From the cases Grey Power Southland president Geoff Piercy has been called into, the financial abuse is often exerted through the misuse of power of attorney.
The betrayal of elder abuse is all the more hurtful because, in so many cases, it is less the work of some poorly paid resthome staffer as that of people's own family. Nationally, family are to blame for four out of five cases. In the south, last year, it was nine out of 10.
This in turn leads to a great deal of reluctance from the victims to complain, or to have a bar of any prosecution. This isn't just because of loyalty, or a sense of shame, either. Some family members haven't been above the emotional blackmail of linking acquiescence, or at least silence, to access to grandchildren.
Nationally, barely more than one third of abusers are primary caregivers. Up to half are adult children. And 65 per cent to 70 per cent are women.
You would struggle to find anyone who argues with the often quoted statement that how we treat our elderly is one of the tests of our fundamental decency, and health, as a society. Living up to that declaration requires many things, not the least of which is a willingness to collectively act on their behalf.
And these figures send out a strong message that we can't turn away on the basis that someone has family, so they'll be looked after as a result. By no means can this mean that the rest of us can wade fearlessly into other people's family life; but neighbourliness and friendship count for a lot.

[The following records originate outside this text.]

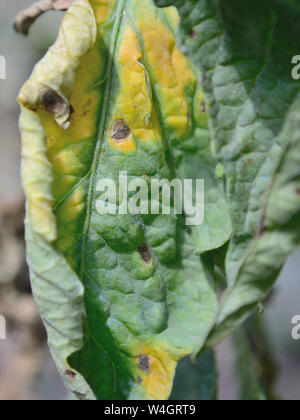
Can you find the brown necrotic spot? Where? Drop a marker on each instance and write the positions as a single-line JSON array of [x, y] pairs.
[[52, 101], [144, 363], [70, 375], [120, 130], [193, 34], [145, 253]]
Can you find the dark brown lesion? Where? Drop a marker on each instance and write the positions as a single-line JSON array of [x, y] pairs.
[[144, 363], [70, 375], [27, 17], [120, 130], [145, 253]]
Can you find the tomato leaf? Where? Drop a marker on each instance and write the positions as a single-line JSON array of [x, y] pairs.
[[123, 296]]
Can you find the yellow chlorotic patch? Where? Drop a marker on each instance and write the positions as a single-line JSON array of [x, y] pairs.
[[200, 110], [125, 145]]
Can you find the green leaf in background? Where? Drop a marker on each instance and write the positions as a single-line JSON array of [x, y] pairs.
[[246, 368], [255, 366], [244, 50], [123, 297], [196, 380]]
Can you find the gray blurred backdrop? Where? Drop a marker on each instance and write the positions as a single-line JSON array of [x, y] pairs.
[[27, 371]]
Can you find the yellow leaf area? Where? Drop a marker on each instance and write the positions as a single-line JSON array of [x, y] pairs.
[[131, 72]]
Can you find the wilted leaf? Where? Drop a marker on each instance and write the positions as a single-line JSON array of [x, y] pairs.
[[124, 297]]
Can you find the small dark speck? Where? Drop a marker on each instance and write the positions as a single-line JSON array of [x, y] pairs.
[[193, 34], [144, 363]]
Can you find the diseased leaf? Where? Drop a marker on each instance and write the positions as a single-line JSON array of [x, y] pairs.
[[247, 368], [196, 380], [244, 50], [123, 297]]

It's not only at a one-on-one level that we can help, either. Just bearing in mind the particular vulnerabilities of the aged can open many avenues to be helpful. Kudos, in that regard, to Trudy Allison, who went public over a nasty little computer scam (an Indian-accented caller claiming to be a Microsoft analyst, needing access to home computers to fix a serious problem). You would like to think that very few people would fall for such a hoax, but Miss Allison rightly figured that the elderly might be more at risk, so she went public on that basis.